If you’re a regular internet user the Personal Data Storage paradigm won’t move your data from the cloud to your personal computer. Most people will still rely on an institutional cloud service, but instead of data-banking with a shareholder-controlled corporation people’s data can be entrusted to the equivalent of member-owned credit unions for data storage.
Well, there are always ready-to-go solutions. A 1TB external drive isn’t all that expensive nowadays, and they’re enough for daily use!
Plus, honestly… there are soo many tutorials online about how to set up everything, and most things are a couple of commands one has to copy/paste into a command prompt. The anxiety is far worse than the procedure itself.
Maybe what’s needed is propagating these tutorials more, make them visible and highlight their accessibility in terms of procedural difficulty!

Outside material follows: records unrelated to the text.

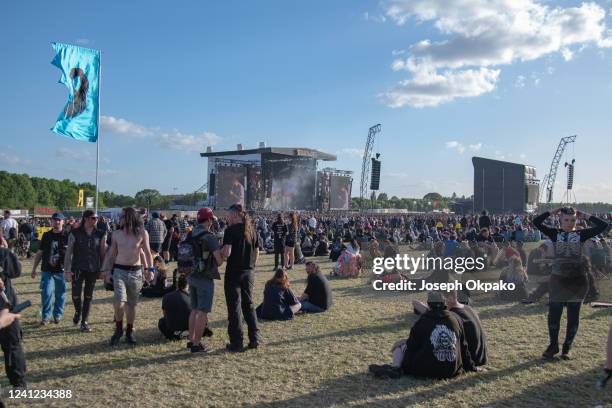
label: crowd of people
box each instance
[0,204,611,385]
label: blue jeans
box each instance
[40,272,66,320]
[300,300,325,313]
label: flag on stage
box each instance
[51,43,100,142]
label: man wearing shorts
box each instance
[187,208,223,353]
[103,207,153,346]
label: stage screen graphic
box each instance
[265,160,317,210]
[217,166,246,209]
[329,175,352,210]
[247,166,264,210]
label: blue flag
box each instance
[51,43,100,142]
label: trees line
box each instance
[0,171,612,213]
[0,171,206,210]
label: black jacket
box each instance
[0,248,21,309]
[402,310,474,378]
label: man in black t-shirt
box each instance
[300,261,332,313]
[272,213,288,271]
[32,213,68,325]
[223,204,260,352]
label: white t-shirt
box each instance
[0,218,17,239]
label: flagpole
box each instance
[96,50,102,214]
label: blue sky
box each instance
[0,0,612,202]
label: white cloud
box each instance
[361,11,387,23]
[468,143,482,152]
[385,0,612,107]
[0,151,32,166]
[100,116,222,156]
[157,129,221,153]
[561,48,574,61]
[55,147,95,161]
[337,147,363,159]
[381,68,499,108]
[100,116,153,137]
[446,140,465,154]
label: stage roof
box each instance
[200,147,338,161]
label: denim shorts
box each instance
[189,277,215,313]
[113,268,142,306]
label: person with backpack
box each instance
[223,204,260,353]
[31,213,68,326]
[178,208,223,353]
[64,210,106,333]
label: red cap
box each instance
[197,207,214,223]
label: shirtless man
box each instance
[102,207,154,346]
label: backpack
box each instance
[177,231,221,279]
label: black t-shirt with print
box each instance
[40,230,68,273]
[223,223,259,273]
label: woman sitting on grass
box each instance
[256,268,302,320]
[141,255,175,298]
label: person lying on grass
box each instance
[369,292,477,379]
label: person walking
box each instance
[31,213,68,326]
[64,210,106,333]
[102,207,155,346]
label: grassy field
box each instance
[1,244,612,408]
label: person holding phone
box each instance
[533,207,608,360]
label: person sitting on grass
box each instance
[140,255,175,298]
[255,268,302,320]
[499,255,528,300]
[157,275,191,340]
[299,261,333,313]
[412,290,487,367]
[157,274,213,340]
[369,292,477,379]
[330,244,362,278]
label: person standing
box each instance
[272,212,287,270]
[223,204,260,352]
[0,248,27,388]
[102,207,155,346]
[64,210,106,333]
[160,214,176,263]
[299,261,333,313]
[533,207,608,360]
[285,211,300,269]
[0,210,19,251]
[0,210,18,241]
[147,212,168,254]
[187,208,223,353]
[31,213,68,326]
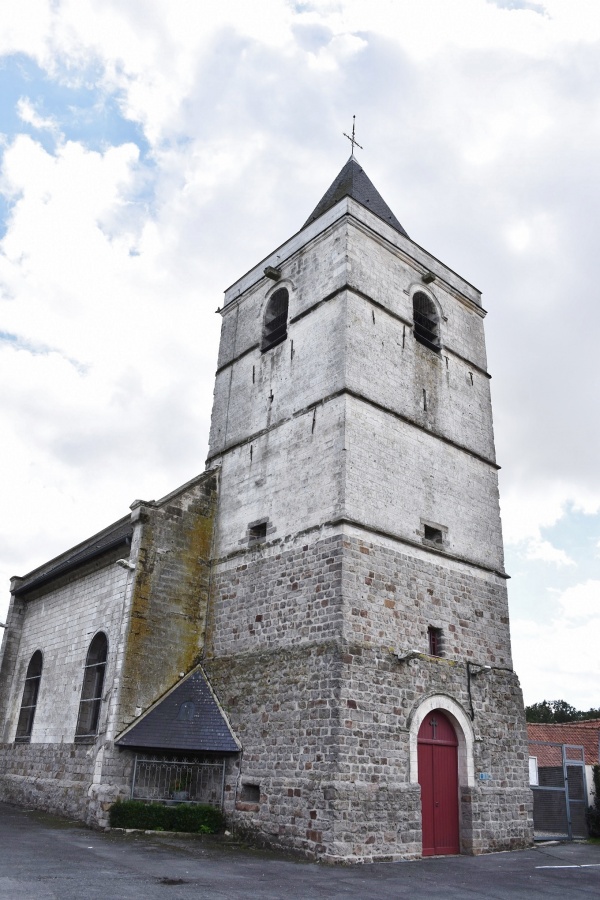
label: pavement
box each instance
[0,803,600,900]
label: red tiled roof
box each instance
[527,719,600,766]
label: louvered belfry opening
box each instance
[413,291,440,353]
[261,288,288,351]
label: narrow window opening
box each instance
[413,291,440,353]
[15,650,43,744]
[240,784,260,803]
[423,525,444,547]
[427,625,442,656]
[261,288,289,353]
[248,522,267,544]
[75,631,108,743]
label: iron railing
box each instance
[131,754,225,809]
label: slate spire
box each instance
[303,156,408,237]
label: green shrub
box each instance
[587,766,600,837]
[109,800,225,834]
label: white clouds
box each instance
[525,539,575,566]
[17,97,57,132]
[511,579,600,709]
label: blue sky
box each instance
[0,0,600,707]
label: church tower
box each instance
[203,156,532,861]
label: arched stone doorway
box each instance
[417,709,460,856]
[408,694,475,853]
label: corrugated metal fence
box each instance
[529,741,588,841]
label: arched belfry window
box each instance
[260,288,289,351]
[15,650,44,744]
[75,631,108,742]
[413,291,440,353]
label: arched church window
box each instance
[75,631,108,742]
[15,650,43,744]
[261,288,289,351]
[413,291,440,353]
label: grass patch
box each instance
[109,800,225,834]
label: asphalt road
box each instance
[0,803,600,900]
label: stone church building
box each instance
[0,156,532,862]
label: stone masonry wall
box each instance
[343,529,511,669]
[204,534,531,861]
[113,471,217,735]
[2,548,127,744]
[0,744,95,819]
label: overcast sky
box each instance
[0,0,600,708]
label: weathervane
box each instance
[342,116,365,156]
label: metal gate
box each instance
[529,741,588,841]
[131,754,225,809]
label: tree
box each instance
[525,700,600,724]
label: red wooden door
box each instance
[418,710,460,856]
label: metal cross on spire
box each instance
[342,116,365,156]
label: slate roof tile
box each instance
[115,667,241,753]
[302,156,408,237]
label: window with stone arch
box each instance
[413,291,440,353]
[15,650,44,744]
[75,631,108,743]
[260,288,289,353]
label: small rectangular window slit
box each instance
[240,784,260,803]
[427,625,442,656]
[423,525,444,546]
[248,522,267,544]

how many people do you think know what a command prompt is? because quite frankly even knowing that much is very uncommon for the vast, overwhelming majority of the population.
you’re talking about condensing years of learning into a few tutorials, as if it’s nothing. idk if it’s smug superiority, or you’re literally just ignorant of how much you know that the average person does not, but it’s fucking wild that you think the average person is going to be able to do what we do without giving up.

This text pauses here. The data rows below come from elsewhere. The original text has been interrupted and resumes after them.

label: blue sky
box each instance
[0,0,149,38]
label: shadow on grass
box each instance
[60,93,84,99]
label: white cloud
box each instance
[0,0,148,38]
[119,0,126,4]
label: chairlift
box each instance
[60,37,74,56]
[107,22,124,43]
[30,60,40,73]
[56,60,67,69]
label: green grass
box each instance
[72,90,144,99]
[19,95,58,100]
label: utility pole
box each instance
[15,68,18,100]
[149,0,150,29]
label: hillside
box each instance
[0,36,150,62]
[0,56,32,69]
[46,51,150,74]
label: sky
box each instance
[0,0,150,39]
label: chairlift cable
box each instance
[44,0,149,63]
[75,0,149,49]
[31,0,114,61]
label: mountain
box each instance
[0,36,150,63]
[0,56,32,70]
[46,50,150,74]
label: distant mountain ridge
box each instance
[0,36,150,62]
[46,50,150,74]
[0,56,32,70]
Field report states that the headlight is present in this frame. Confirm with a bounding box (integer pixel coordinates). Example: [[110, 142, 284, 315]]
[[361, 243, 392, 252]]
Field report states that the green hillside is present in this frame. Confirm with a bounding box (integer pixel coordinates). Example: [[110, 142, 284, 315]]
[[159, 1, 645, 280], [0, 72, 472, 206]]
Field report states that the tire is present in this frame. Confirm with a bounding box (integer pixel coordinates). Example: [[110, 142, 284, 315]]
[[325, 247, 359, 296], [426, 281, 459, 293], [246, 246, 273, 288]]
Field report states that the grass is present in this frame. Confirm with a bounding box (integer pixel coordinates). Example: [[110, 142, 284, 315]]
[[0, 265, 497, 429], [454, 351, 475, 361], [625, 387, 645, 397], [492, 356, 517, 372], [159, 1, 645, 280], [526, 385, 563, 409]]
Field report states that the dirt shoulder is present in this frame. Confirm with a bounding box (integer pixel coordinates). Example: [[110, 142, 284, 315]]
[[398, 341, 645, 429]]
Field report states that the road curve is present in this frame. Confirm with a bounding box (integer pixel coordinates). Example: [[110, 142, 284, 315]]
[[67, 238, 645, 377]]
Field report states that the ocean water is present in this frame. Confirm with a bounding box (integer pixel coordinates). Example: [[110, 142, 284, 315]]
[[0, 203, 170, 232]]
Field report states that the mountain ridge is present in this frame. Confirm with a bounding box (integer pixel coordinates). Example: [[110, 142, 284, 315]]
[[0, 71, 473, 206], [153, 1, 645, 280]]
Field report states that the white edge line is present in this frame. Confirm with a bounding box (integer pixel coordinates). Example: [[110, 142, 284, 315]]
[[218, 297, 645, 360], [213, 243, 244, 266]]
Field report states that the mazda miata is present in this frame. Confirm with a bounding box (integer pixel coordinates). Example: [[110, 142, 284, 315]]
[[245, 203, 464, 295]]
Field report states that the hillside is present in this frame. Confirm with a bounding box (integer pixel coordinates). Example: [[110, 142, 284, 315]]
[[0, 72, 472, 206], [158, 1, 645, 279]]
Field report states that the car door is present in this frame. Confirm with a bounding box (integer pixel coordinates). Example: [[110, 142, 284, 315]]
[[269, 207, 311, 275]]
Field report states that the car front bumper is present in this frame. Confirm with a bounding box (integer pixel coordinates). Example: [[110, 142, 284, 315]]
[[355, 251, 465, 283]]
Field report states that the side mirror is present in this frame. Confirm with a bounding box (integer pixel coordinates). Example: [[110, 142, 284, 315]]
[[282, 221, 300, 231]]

this ain’t a hobby for everyone else, it’s difficult and frustrating work.
Is there a way to automatically back up a device to an external drive like that? An advantage of the cloud is it’s automatic. So I don’t have to manually do it all the time or risk losing recent files.
Absolutely. Plenty of backup software will work with an external drive, provided it’s plugged in. Hell even a cron job would work.
I don’t know about LibertyLizard, but I thought they were asking how to do that when one is out and about, and the external drive is at home
Ah, I see. Definitely possible to set up something like nextcloud or immich for file and photo backup. Then use a VPN like tailscale or wireguard to access while out of the house, or setting it up publicly available (usually being a reverse proxy).